Venice 2021: Jane Campion’s Dusty Western ‘The Power of the Dog’
by Alex Billington
September 2, 2021
Award-winning Kiwi filmmaker Jane Campion returns with her first feature film in 12 years after Bright Star in 2009. The Power of the Dog is Campion’s latest, a rough ‘n tumble dusty western set in Montana (filmed in Australia) about a cowboy and his simple life on his ranch. At its core, the film is an astounding study of toxic masculinity and the effect it has on everyone else, beyond just the tough men who have grown into this culture. Campion adapts the novel of the same name written by Thomas Savage, telling a story the works as both a riveting big screen tale of cowboys, and a complex examination of the damaging power of this brutal toxicity. The film premiered early on at the 2021 Venice Film Festival and is also playing at every other major film fest this fall: Telluride, Toronto, and New York (watch the trailer here). I loved it through and through, even though I’m admittedly not the biggest fan of westerns, yet this won me over completely.
Set in the 1920s, The Power of the Dog plays like it’s set a hundred years earlier in a totally different time. It feels like an old cowboy western drama, but it’s set in a time and place that is still distant from all the other modernization happening around the world. This seems to be a reference to the fact that toxic masculinity is an archaic concept that somehow still lingers in contemporary times, much like how we’re still dealing with it today despite society working hard to rid itself of misogyny and sexism. Benedict Cumberbatch stars as Phil Burbank, who runs a ranch out on the plains with his brother George, played by Jesse Plemons, driving cattle and selling hides. The story focuses on their strained relationship and what happens when George marries a woman named Rose, played by Kirsten Dunst, who runs a nearby tavern with her son Peter, played by Kodi Smit-McPhee. Phil doesn’t care much for his brother, often calling him “fatso”, and that feeling grows when Rose moves in and George starts spending more & more time away from the ranch.
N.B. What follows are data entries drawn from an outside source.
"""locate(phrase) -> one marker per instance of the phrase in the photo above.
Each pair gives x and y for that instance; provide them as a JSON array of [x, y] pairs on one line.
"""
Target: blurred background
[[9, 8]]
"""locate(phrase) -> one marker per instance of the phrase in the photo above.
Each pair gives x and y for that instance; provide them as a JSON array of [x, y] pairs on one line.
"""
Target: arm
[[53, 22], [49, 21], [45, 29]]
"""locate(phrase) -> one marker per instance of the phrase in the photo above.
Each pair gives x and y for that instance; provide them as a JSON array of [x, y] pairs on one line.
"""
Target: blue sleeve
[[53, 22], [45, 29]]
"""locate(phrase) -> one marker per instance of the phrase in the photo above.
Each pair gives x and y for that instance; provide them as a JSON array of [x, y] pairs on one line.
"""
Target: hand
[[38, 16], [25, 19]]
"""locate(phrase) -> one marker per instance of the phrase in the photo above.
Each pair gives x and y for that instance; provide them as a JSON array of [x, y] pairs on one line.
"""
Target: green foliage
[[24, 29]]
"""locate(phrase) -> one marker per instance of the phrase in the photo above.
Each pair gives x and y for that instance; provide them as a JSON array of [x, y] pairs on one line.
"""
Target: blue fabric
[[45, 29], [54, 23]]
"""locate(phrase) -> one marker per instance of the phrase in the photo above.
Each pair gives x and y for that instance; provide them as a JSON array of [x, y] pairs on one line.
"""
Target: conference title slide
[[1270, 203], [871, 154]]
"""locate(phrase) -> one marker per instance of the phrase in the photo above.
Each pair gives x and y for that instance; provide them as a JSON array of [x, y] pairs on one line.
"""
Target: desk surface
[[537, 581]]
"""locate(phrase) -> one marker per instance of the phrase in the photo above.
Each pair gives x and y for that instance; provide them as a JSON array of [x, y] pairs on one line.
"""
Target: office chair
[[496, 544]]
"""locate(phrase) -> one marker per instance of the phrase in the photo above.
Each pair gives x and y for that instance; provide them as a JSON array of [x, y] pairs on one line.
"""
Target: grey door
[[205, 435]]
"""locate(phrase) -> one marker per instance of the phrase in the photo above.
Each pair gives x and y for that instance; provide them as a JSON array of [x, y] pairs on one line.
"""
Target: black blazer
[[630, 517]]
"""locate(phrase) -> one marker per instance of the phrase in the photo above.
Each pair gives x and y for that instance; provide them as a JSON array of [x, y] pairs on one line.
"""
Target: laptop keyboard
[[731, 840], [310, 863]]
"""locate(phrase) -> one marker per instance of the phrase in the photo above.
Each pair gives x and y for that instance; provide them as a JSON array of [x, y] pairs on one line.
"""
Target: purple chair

The more I analyze the film, even in the process of writing this review, the more I discover about what it’s commenting on and attempting to address – through the characters and all the dialogue and the story itself. I’ve been having some really great conversations about the film with friends & colleagues in Venice, digging into what it means, what Jane Campion shows, and everything else going in it. (I won’t reveal in this review where it all leads.) I always really enjoy good discussions like this, that’s what cinema is all about – different perspectives and different opinions reveal more about the impeccable filmmaking and studious storytelling. This is usually the mark of a great film, one you can discuss for days on end, and upon revisiting it pick up on more of what’s happening. Campion’s narrative in The Power of a Dog is a bit dry, or at least it seems so at first, as we try to make sense of and understand where it’s all leading. Ultimately it touches on these dark demons in everyone, and the way they can ruin anyone if they never learn to address them in healthy ways.
My favorite aspects of Campion’s The Power of the Dog are the score, composed by the marvelous Jonny Greenwood, and the stupendously gorgeous cinematography, shot by Australian DP Ari Wegner. It goes without saying that Greenwood is a musical genius and every score he creates is always unique and always innovative, with different sounds used throughout the film. Each track is as different as the last. As for the cinematography, every single shot is perfectly lit, perfectly composed, and compelling. There’s at least two or three shots in particular that I can’t stop talking about – I keep referencing them in conversations. One is when Phil and his cowhand boys walk into town, another is when the snow begins to fall on the ranch. These are some of THE best shots I’ve seen in any film this year. I’m one of these geeky cinephiles that needs great cinematography to completely fall in love with a film, and so many shots in this had me head over heels. They’re never showy, just immersive enough to make us feel lost in this time and place with all these people.
There is no doubt that a film that focuses so heavily on toxic masculinity will be divisive, partially because this will likely frustrate some, but also because others might not be able to pick up on everything this film is saying. It’s a ripple effect story, craftily showing how one vile man who is afraid to deal with his softer side causes others to break down and turn vile, too. Most of the characters in The Power of the Dog aren’t really bad people, but the worst of them is brought out in this brutal situation with Phil. An important lesson for us to learn, even nowadays, even if we aren’t driving cattle and walking around in cowboy chaps all day long.